Mount Elbrus

Location: Longitude 43°21’18″North Latitude 42°26’21″East
Altitude: 5,642 metres (18,510 ft)
First Ascent: A. W. Moore, F. Gardiner, F. Cruford Grove, Horace Walker, Peter Knubel in 1874

Mount Elbrus is an inactive volcano in the western Caucasus mountain range in Russia, near the border with Georgia. Mt. Elbrus’s highest peak is the highest mountain in the Caucasus, in Russia and also in all of Europe. Mt. Elbrus’s west summit rises to 5,642 metres (18,510 ft); the east summit is lower at 5,621 metres (18,442 ft). The local (Balkar) name, Mingi-Tau, means ‘resembling a thousand mountains’, because Elbrus is such a large mountain. The mountain’s permanent icecap feeds twenty-two glaciers, which in turn feed the Baksan, Kuban, and Malka Rivers. Mount Elbrus was last volcanically active in the 1st century AD.

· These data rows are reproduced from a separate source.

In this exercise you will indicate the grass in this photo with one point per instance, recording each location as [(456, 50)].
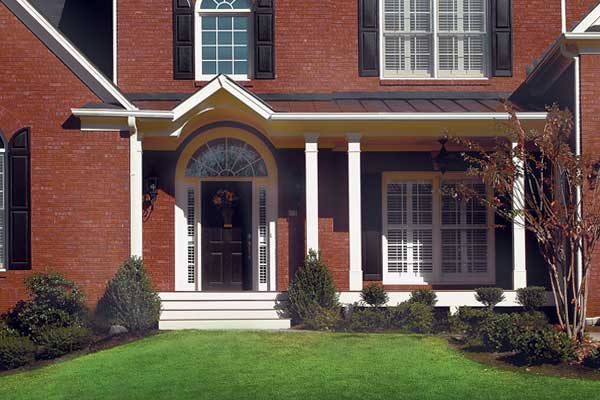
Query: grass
[(301, 365)]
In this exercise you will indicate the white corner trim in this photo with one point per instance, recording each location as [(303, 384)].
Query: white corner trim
[(89, 67), (588, 21)]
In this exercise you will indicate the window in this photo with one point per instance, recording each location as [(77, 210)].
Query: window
[(434, 38), (225, 30), (432, 236)]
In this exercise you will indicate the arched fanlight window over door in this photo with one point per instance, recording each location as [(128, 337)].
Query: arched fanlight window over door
[(226, 157)]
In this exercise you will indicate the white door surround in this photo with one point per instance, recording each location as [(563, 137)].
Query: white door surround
[(188, 254)]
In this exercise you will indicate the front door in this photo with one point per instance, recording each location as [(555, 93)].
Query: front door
[(226, 236)]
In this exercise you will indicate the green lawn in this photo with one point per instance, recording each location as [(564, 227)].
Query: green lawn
[(251, 365)]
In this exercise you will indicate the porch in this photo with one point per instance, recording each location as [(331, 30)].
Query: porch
[(360, 184)]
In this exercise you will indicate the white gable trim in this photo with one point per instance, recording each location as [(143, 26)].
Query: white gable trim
[(588, 21), (76, 54)]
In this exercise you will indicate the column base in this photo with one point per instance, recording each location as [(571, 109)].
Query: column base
[(519, 279), (356, 283)]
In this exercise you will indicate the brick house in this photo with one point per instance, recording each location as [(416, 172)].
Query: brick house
[(221, 139)]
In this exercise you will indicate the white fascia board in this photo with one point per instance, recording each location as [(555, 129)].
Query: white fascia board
[(222, 82), (109, 112), (534, 116), (77, 55), (588, 21)]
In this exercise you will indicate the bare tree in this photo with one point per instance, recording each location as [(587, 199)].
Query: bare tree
[(560, 202)]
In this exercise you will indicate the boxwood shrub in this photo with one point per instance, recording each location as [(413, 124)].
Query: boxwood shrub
[(311, 289), (54, 342), (15, 351), (545, 345), (129, 300)]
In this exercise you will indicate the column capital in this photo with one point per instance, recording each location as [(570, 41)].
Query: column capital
[(353, 137), (311, 137)]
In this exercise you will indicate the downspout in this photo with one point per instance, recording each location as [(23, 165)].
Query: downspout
[(578, 193), (563, 16), (135, 189)]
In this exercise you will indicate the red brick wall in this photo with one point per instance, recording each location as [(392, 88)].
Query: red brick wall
[(577, 10), (316, 46), (80, 181), (590, 126)]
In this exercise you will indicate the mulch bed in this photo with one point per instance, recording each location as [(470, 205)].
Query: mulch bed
[(98, 343)]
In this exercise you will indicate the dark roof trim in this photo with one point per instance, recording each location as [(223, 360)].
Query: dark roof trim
[(62, 53), (338, 96)]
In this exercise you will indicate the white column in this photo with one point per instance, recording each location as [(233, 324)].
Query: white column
[(355, 210), (136, 192), (519, 251), (312, 192)]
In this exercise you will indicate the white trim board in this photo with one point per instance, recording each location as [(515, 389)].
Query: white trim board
[(102, 80)]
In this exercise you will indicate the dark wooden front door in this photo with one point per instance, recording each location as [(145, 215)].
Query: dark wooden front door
[(226, 251)]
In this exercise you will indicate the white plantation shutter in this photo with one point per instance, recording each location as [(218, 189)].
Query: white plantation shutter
[(462, 38), (411, 40), (410, 229), (191, 235), (407, 38), (464, 232)]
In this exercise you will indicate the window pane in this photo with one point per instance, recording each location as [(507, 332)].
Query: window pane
[(240, 67), (240, 23), (225, 53), (225, 67), (225, 23), (209, 53), (224, 37), (209, 67), (209, 23), (209, 38)]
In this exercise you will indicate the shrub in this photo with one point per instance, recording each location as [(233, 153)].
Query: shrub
[(368, 320), (312, 288), (57, 341), (129, 299), (55, 301), (324, 319), (374, 295), (592, 360), (545, 345), (531, 298), (15, 351), (489, 296), (412, 317), (423, 296), (500, 332), (469, 321)]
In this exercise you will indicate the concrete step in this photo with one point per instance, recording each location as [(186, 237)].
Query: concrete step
[(218, 305), (167, 315), (248, 324), (218, 296)]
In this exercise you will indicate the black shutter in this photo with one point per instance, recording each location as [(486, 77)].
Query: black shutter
[(501, 23), (264, 43), (368, 37), (19, 202), (183, 39)]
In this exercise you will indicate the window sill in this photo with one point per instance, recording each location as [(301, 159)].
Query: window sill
[(435, 82)]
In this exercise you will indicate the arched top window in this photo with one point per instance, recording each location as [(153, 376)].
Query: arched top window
[(226, 157), (225, 5), (225, 34)]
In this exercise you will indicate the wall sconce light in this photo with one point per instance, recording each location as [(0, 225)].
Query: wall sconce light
[(152, 190), (443, 158)]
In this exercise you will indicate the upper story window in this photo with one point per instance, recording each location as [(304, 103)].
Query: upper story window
[(225, 30), (434, 39)]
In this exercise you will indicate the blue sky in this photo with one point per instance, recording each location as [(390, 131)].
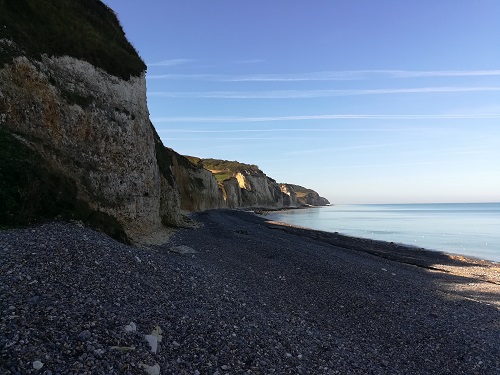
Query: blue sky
[(364, 101)]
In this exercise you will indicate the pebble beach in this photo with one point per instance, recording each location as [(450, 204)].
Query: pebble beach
[(240, 294)]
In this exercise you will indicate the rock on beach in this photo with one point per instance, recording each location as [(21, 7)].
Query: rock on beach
[(256, 298)]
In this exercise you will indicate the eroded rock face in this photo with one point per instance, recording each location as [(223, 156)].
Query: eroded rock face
[(197, 186), (95, 129), (290, 197), (232, 193)]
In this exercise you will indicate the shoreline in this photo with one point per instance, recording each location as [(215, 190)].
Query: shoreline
[(244, 296), (410, 246)]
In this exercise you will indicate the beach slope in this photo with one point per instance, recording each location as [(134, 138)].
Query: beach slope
[(242, 295)]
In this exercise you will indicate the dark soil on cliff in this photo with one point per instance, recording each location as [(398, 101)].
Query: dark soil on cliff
[(257, 298)]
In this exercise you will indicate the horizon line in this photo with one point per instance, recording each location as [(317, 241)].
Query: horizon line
[(224, 119)]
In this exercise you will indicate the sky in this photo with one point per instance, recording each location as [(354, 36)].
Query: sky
[(364, 101)]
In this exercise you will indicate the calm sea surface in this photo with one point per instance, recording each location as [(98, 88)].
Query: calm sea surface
[(461, 228)]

Challenging ascent routes have been identified, for example arriving from the east up the Iryk valley, along the Irykchat glacier and over the Irykchat pass (3667m) on to snowfields below the ribs of the eastern spur. By number of deaths, Elbrus is one of the world’s most lethal mountains: the average annual death toll on Elbrus is 15-30 climbers, but forty-eight climbers, skiers and snowboarders died in the Mount Elbrus area in the year 2004. Sudden storms and extremely cold weather are very common in this region, and there are many frostbite and hypothermia injuries and deaths on the mountain every year. Due to political unrest and the threat from Chechen extremists, the UK Foreign and Commonwealth Office have advised against travel to the Elbrus region for the past eight years.